Most media companies on the web spend all of their effort putting content into content management systems which publish pages. These pages work essentially the same way that pages have worked since the beginning of the web, with a single article or post living at a particular address, and then tons of navigation and cruft (and, usually, advertisements) surrounding that article.

Users have decided they want streams, but most media companies are insisting on publishing more and more pages. And the systems which publish the web are designed to keep making pages, not to make customized streams.

And I recognize myself (and my behavior) when I read this:

Pay attention to the fact that all the links you click on Twitter, on Facebook, on Pinterest, all take you to out of the simple flow of those apps and into a jarring, cluttered experience where the most appealing option is the back button. Stop being one of those dead-end experiences and start being more like what users have repeatedly demonstrated they prefer.

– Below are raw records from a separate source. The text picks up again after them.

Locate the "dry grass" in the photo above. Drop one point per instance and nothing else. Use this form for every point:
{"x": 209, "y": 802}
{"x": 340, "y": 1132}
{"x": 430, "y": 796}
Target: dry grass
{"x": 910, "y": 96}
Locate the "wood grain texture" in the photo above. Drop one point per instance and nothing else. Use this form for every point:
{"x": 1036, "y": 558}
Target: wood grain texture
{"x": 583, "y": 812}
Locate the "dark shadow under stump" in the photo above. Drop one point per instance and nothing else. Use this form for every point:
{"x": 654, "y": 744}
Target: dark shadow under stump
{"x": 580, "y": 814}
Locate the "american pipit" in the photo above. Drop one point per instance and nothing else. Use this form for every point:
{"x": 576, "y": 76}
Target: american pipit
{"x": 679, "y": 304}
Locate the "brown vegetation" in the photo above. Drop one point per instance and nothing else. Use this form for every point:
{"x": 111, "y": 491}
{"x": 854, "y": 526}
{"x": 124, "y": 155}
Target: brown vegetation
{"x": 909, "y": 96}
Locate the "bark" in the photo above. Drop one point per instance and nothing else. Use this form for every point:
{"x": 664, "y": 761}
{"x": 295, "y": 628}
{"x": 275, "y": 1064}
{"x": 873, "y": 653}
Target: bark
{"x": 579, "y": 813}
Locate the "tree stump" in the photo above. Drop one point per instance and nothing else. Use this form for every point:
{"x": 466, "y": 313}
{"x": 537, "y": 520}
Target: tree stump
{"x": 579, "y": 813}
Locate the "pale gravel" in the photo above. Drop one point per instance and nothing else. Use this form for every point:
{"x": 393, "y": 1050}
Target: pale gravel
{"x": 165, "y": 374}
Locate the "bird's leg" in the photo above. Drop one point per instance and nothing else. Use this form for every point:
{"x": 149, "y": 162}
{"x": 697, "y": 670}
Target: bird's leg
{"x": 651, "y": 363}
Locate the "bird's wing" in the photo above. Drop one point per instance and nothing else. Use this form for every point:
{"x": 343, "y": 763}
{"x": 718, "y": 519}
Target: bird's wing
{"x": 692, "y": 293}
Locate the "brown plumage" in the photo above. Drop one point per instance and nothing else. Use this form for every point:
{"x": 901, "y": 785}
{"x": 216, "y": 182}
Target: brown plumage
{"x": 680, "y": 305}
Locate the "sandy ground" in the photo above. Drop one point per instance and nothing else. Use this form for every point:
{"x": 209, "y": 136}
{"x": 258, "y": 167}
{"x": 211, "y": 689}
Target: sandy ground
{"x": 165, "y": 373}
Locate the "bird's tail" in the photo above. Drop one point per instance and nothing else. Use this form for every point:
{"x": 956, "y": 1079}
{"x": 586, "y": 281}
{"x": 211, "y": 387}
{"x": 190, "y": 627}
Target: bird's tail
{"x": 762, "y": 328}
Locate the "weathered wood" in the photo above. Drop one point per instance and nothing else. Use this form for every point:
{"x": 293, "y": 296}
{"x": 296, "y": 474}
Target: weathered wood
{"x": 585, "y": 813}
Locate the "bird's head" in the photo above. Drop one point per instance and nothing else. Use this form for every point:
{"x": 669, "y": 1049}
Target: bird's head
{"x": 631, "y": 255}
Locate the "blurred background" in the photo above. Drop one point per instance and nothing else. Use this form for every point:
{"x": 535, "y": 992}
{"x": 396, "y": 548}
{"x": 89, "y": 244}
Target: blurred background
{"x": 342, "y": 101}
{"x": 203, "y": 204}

The Google Analytics for ErosBlog reinforce this unwelcome sense of familiarity. Not only do I click back in horror when I land on an old cluttered web page that doesn’t play well with my smartphone, but so do you. The ErosBlog bounce rate (a measure of people who arrive at the site and very swiftly leave again) is already an unflattering 61 percent, but for mobile users, it’s an even worse 68 percent.

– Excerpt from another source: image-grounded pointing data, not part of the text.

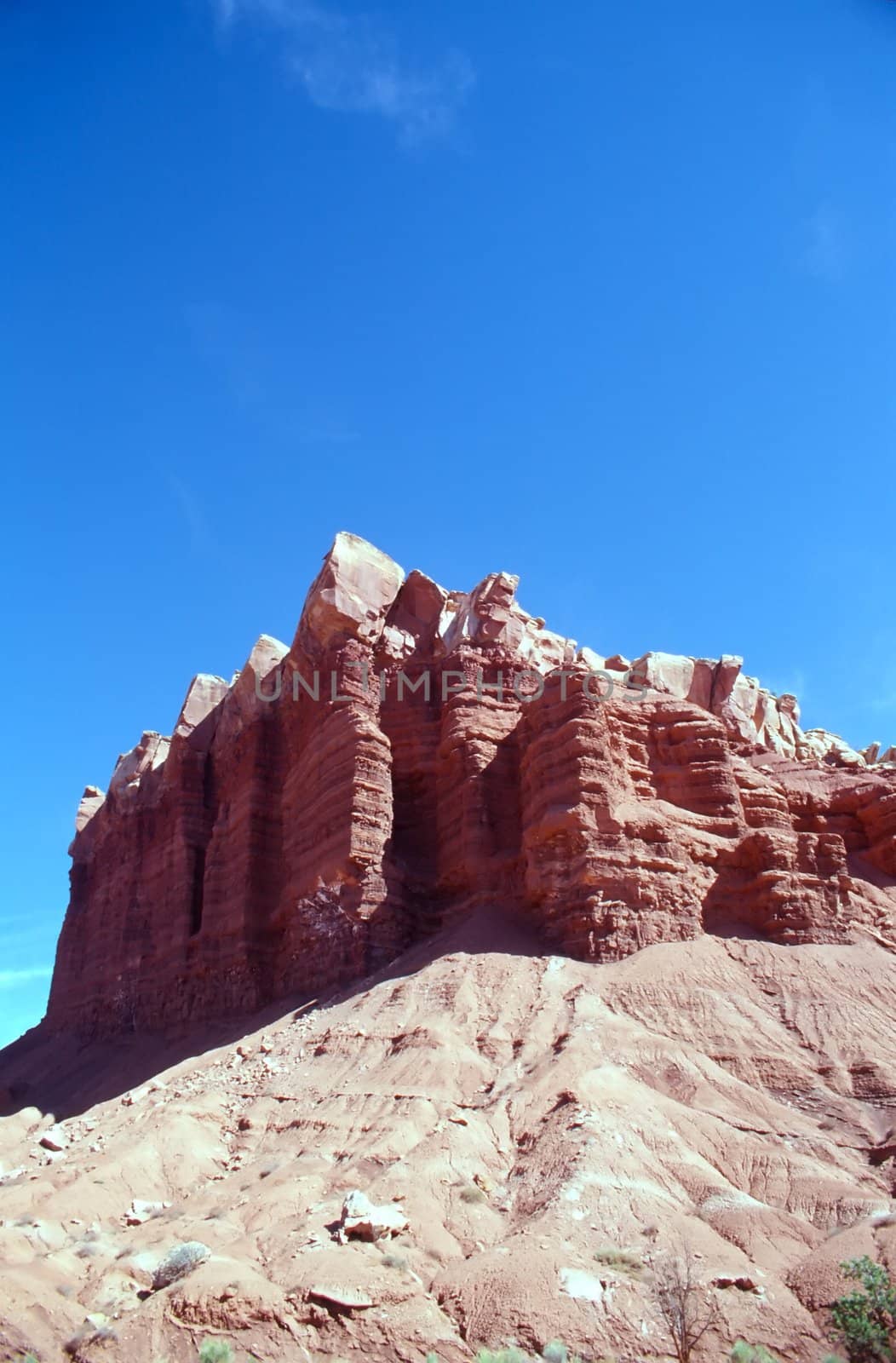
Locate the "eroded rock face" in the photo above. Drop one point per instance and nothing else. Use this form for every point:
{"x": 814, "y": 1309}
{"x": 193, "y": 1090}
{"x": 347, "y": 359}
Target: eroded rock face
{"x": 418, "y": 753}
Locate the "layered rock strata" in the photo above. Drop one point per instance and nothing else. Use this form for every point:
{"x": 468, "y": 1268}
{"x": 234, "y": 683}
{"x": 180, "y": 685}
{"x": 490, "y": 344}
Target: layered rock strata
{"x": 417, "y": 753}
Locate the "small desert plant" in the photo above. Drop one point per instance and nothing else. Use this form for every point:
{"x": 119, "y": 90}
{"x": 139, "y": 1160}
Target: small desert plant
{"x": 744, "y": 1353}
{"x": 865, "y": 1320}
{"x": 627, "y": 1261}
{"x": 215, "y": 1351}
{"x": 681, "y": 1303}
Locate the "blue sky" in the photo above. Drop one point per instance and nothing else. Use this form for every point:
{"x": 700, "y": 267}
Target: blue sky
{"x": 598, "y": 293}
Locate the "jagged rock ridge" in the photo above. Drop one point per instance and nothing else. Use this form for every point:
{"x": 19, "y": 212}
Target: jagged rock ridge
{"x": 417, "y": 753}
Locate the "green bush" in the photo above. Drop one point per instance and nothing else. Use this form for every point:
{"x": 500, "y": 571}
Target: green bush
{"x": 215, "y": 1351}
{"x": 865, "y": 1320}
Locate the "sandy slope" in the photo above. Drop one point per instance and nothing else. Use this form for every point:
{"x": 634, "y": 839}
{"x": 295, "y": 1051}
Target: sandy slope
{"x": 532, "y": 1115}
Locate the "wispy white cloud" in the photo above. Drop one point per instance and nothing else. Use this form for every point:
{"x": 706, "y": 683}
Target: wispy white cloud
{"x": 825, "y": 252}
{"x": 353, "y": 66}
{"x": 9, "y": 979}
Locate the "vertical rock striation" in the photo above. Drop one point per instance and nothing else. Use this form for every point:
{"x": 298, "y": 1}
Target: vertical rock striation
{"x": 417, "y": 753}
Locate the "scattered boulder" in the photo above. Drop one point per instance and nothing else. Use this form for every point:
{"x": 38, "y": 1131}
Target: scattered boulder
{"x": 179, "y": 1262}
{"x": 55, "y": 1140}
{"x": 361, "y": 1220}
{"x": 141, "y": 1211}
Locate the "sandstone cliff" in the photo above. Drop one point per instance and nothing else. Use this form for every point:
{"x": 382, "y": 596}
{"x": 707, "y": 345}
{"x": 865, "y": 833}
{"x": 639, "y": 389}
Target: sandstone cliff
{"x": 417, "y": 753}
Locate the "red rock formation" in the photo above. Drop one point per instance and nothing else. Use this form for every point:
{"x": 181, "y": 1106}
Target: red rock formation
{"x": 418, "y": 753}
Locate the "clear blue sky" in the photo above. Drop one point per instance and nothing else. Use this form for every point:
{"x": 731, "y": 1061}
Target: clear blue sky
{"x": 600, "y": 293}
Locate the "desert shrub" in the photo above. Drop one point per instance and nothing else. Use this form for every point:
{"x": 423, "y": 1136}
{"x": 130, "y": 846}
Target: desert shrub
{"x": 864, "y": 1320}
{"x": 682, "y": 1303}
{"x": 179, "y": 1262}
{"x": 627, "y": 1261}
{"x": 744, "y": 1353}
{"x": 215, "y": 1351}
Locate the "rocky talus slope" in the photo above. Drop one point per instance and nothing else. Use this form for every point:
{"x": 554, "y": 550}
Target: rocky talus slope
{"x": 564, "y": 963}
{"x": 545, "y": 1126}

What’s less obvious is how to streamify the ErosBlog experience. Even Anil (much smarter about content management systems than I could ever hope to be, having been the first employee of the folks who invented the once-famous Moveable Type blog software) admits:

Obviously, I’ve written this in an old-style content publishing system, and this piece lives on my website as an old-fashioned HTML page. But if I had my preference, I’d write up an article like this, and it’d seamlessly glide into a clean, simple stream of my writing, organized by topic and sorted with the newest stuff on top. Blogs have always worked this way, but they were shoehorning this stream-like behavior into the best representation possible under the old page model.

I don’t have a tool I can use to run my website which will output a stream that works the right way…

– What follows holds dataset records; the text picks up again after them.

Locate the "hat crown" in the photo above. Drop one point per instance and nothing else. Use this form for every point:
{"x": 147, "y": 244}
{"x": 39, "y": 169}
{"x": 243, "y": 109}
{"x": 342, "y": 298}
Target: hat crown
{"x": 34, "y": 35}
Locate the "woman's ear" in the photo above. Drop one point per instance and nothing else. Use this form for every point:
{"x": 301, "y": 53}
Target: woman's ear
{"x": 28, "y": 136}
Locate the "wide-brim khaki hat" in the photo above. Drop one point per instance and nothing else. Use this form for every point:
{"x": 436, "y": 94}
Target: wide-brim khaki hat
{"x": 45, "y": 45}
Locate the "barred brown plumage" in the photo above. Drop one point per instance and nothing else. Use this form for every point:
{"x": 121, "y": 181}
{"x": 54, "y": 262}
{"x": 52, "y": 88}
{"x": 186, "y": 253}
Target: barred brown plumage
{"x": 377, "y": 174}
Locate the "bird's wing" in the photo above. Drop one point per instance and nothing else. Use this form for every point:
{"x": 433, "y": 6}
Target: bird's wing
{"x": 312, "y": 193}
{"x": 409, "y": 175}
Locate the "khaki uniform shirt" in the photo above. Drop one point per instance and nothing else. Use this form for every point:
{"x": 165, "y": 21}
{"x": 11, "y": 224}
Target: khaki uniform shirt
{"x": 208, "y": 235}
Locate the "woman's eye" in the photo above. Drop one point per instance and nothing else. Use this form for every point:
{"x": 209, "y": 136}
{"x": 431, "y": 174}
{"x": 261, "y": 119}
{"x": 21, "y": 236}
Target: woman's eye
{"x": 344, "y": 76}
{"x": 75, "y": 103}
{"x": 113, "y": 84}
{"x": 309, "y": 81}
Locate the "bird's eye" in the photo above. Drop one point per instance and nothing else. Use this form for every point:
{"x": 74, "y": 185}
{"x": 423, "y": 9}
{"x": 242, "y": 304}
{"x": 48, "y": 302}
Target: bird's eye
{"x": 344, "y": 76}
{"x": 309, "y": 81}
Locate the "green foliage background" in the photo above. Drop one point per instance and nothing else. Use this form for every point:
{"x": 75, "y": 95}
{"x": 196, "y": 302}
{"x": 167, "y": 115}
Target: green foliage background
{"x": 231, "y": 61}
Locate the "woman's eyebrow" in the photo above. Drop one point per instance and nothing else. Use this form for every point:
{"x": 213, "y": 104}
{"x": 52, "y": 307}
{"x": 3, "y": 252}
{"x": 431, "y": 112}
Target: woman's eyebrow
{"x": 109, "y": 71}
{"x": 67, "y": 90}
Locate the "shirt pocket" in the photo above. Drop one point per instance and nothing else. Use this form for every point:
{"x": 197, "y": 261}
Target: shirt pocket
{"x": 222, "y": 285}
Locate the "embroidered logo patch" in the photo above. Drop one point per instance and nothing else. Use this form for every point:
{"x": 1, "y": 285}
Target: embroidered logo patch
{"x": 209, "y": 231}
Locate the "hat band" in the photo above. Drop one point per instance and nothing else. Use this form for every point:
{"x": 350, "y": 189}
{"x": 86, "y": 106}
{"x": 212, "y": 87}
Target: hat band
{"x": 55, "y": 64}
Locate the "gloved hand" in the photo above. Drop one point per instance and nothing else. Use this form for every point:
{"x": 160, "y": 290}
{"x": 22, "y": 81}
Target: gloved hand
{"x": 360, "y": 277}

Of course it’s been three months since he wrote that. And (to me, at least, who may not be understanding what he’s saying as well as I should) it looks as if there’s no theoretical reason why smart HTML5 templates in a properly-constructed WordPress theme couldn’t do the job. Has anybody written them yet? Not that I’ve found, but I keep hoping.

I’ve been tinkering for more than a year on various efforts to make ErosBlog more mobile-friendly, but my coding skills deficit has proven too large, and so I’ve not really gotten a lot of traction. I’ve done a lot of not-so-idle Googling for solutions coded by others, but haven’t seen anything that really does the job the way I want it done. And that’s when my vision was simply to make something that “looks like ErosBlog” while making more efficient use of small screens. Then Anil came along and convinced me I was thinking too narrowly. Now the goalposts are moving, because the app ecosystem is teaching people to want/demand new functionality in the ways their media is displayed to them.

Do I have any idea how to get ahead of this problem? Nothing concrete, I fear. As I tinker with this, my skills get better (so slowly!); that helps my feeble efforts, and on top of that I take heart from the notion that smarter people than me are working up awesome templates and themes that I’ll eventually find and put to use. All suggestions gratefully considered!